Aquaris-M10-4G/Documentation/power/tuxonice-internals.txt

		   TuxOnIce 3.0 Internal Documentation.
			Updated to 26 March 2009

1.  Introduction.

    TuxOnIce 3.0 is an addition to the Linux Kernel, designed to
    allow the user to quickly shutdown and quickly boot a computer, without
    needing to close documents or programs. It is equivalent to the
    hibernate facility in some laptops. This implementation, however,
    requires no special BIOS or hardware support.

    The code in these files is based upon the original implementation
    prepared by Gabor Kuti and additional work by Pavel Machek and a
    host of others. This code has been substantially reworked by Nigel
    Cunningham, again with the help and testing of many others, not the
    least of whom is Michael Frank. At its heart, however, the operation is
    essentially the same as Gabor's version.

2.  Overview of operation.

    The basic sequence of operations is as follows:

	a. Quiesce all other activity.
	b. Ensure enough memory and storage space are available, and attempt
	   to free memory/storage if necessary.
	c. Allocate the required memory and storage space.
	d. Write the image.
	e. Power down.

    There are a number of complicating factors which mean that things are
    not as simple as the above would imply, however...

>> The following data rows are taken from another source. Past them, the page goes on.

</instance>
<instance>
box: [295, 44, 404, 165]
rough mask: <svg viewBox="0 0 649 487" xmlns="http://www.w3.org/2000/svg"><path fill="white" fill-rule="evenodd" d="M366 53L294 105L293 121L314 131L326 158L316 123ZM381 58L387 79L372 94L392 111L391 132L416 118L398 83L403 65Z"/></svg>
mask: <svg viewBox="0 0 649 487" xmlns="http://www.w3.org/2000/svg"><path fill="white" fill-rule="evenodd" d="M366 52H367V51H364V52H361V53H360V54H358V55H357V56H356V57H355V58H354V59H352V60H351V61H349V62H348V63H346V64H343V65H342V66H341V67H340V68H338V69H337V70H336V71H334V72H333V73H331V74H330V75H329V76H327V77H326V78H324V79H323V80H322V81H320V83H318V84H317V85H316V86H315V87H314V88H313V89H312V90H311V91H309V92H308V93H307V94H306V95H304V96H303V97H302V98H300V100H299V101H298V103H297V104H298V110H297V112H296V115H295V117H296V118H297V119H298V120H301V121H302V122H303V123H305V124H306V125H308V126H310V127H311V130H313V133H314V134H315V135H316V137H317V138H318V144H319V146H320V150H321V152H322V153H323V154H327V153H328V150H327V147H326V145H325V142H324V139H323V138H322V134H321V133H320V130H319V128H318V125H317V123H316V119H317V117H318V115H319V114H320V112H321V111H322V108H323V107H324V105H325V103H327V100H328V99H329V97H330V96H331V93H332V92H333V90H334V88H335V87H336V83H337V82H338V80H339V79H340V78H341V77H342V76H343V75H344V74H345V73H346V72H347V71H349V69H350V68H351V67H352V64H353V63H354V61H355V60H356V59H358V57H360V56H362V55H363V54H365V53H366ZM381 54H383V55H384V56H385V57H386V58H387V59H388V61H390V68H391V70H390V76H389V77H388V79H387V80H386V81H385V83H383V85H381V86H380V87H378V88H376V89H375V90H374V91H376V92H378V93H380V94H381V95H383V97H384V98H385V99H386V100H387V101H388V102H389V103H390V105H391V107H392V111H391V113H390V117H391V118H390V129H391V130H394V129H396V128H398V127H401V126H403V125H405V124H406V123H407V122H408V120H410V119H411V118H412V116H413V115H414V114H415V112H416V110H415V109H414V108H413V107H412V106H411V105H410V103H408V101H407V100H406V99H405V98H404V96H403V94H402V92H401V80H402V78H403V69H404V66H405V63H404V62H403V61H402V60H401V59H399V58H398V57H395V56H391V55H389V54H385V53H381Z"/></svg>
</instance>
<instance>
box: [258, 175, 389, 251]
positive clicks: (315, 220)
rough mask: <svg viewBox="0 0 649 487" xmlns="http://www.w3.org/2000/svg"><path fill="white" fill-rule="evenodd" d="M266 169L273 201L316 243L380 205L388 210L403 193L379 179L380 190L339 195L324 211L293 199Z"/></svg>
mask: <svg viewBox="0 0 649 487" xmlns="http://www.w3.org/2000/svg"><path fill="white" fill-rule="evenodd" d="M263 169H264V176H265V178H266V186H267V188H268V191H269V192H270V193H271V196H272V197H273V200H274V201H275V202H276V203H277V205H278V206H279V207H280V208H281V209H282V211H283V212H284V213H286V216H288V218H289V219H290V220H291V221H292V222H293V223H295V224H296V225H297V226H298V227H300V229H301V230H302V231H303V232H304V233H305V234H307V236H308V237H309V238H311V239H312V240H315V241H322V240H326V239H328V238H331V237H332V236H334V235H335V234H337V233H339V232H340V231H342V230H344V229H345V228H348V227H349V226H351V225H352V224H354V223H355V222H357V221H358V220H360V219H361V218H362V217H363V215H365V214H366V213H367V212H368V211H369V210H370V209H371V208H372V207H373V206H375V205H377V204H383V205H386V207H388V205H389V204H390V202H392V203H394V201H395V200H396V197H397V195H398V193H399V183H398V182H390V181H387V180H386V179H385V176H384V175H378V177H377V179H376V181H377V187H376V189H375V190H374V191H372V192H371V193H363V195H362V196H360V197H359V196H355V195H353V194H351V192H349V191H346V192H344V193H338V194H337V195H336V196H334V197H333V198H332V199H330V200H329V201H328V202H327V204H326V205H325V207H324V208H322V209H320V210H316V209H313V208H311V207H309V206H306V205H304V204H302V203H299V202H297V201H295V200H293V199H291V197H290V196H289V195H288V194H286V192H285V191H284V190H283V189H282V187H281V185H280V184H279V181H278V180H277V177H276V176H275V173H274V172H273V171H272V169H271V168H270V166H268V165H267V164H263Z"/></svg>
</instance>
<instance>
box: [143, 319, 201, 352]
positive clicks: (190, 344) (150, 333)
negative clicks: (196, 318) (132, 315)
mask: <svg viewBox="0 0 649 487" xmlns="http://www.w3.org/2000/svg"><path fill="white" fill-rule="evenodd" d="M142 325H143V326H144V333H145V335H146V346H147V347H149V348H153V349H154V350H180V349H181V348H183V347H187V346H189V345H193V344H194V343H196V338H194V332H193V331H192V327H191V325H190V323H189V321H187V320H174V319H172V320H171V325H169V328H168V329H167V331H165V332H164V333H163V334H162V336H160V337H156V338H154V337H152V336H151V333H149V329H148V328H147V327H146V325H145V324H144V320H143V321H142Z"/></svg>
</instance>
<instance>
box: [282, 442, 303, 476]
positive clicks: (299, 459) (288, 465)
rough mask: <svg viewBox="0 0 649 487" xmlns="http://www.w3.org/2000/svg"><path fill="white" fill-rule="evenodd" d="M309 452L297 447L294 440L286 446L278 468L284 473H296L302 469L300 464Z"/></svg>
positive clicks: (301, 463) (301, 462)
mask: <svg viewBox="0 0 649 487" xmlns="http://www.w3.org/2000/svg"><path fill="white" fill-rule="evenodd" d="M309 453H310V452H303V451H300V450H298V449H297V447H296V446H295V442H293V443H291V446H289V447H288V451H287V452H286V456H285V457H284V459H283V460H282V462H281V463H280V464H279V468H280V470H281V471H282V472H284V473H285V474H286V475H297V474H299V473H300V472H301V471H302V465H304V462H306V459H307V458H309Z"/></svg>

    o The activity of each process must be stopped at a point where it will
    not be holding locks necessary for saving the image, or unexpectedly
    restart operations due to something like a timeout and thereby make
    our image inconsistent.

    o It is desirous that we sync outstanding I/O to disk before calculating
    image statistics. This reduces corruption if one should suspend but
    then not resume, and also makes later parts of the operation safer (see
    below).

    o We need to get as close as we can to an atomic copy of the data.
    Inconsistencies in the image will result in inconsistent memory contents at
    resume time, and thus in instability of the system and/or file system
    corruption. This would appear to imply a maximum image size of one half of
    the amount of RAM, but we have a solution... (again, below).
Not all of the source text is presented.